A Handy tip: In the case of wildfire, expect lands that boast perennial grass to recover within a period of 2 to 3 years. And keep in mind that fire destruction mainly affects grasses that boast finer leaves and denser growth forms. Example of such grasses includes rough fescue and the needlegrass.
You must apply the proper technique when burning the grasses on your lawn. By so doing, you’ll lower the recovery time of your yard and ensure weed doesn’t occupy the damaged area.
However, have in mind that there’s a high possibility that badly burnt grasses could die back in several areas. In such cases, you’ll find bare spots here and there.
Is Burning Grass Good For the Soil?
Burning is great for the soil. But as the popular saying goes, “too much of anything is bad.” Burning helps in controlling weed and keeping pests at bay. Yields might increases in some seasons after burning. That’s the fundamental truth.
However, burning now and then can be bad for the soil. It can literarily destroy the soil. So, avoid long-term burning.
Burning grasses now and then leads to soil erosion and eliminates beneficial organisms in the soil. And what’s more, you could start experiencing low yield once the soil is badly damaged.
Long-term burning reduces the soil’s nutrient pool, organic matter, water retention ability, and soil aeration. The soil won’t be able to hold nutrients released from fertilizers or even the ash itself.
Is Burning Grass Bad For the Environment?
Yes, the burning of yard wastes like leaves, twigs, and grasses is terrible for the environment for many reasons. Let’s go through the various reasons.
1. Air pollution
The smoke from the burning of grasses releases harmful substances such as ozone-forming nitrogen and carbon monoxide. These substances can cause respiratory issues in humans or asthma attacks for asthmatic patients.
Research has also shown that the burning of grasses is as dangerous as the smoke from cigarettes.
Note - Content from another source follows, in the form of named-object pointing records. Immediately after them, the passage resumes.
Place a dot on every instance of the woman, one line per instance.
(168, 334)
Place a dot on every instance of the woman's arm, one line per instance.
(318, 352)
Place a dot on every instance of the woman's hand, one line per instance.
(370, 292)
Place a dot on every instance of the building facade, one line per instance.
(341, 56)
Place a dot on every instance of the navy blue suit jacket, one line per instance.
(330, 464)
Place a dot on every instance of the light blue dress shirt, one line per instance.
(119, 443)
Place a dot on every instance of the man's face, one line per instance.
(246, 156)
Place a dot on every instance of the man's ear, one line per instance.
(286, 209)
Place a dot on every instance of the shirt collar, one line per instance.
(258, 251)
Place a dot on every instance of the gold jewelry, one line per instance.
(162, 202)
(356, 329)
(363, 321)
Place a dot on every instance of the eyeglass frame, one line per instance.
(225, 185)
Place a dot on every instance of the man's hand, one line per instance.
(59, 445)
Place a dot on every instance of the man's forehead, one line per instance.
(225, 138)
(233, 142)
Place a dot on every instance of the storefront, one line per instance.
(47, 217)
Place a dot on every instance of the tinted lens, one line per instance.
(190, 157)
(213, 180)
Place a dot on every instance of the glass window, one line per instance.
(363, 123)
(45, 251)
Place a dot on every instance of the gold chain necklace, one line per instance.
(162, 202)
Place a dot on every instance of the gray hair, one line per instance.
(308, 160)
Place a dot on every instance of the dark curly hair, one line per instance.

2. Danger of instigating wildfire
The burning of grasses can quickly get out of control. And when this happens, it could start a wildfire or burn down a property.
3. Water and soil pollution
When you burn grasses, the smoke won’t rise and remain in the atmosphere. When the rain falls, it washes the smoke down and sends them into water bodies. This creates an unhealthy habitat for aquatic life.
Can You Burn Grass in a Fire Pit?
Yes, you can. But unfortunately, you can’t burn too much grass at the same time. Additionally, you can’t stick around to watch the grasses burn gradually or place the grass in the fire pit while it burns.
The primary reason you can’t stay near the fire pit while the grass is burning is smoke. You may develop respiratory problems over time.
Furthermore, if you decide to put too much grass in the fire pit simultaneously, the spoil over ones might direct the fire into your lawn. In a nutshell, this can be dangerous, so avoid it.
So, why do people burn their grasses? We hope you understand the reason why after reading this post. People burn their grasses for various reasons, as you can see from our explanation. However, grass burning is a dicey practice.
If you have an asthmatic patient nearby while burning your grass, that person could suffer an asthmatic attack. And burning the grasses in a particular field for the long term can destroy the soil. How you burn or the amount of heat applied will determine how quickly the grasses would re-grow.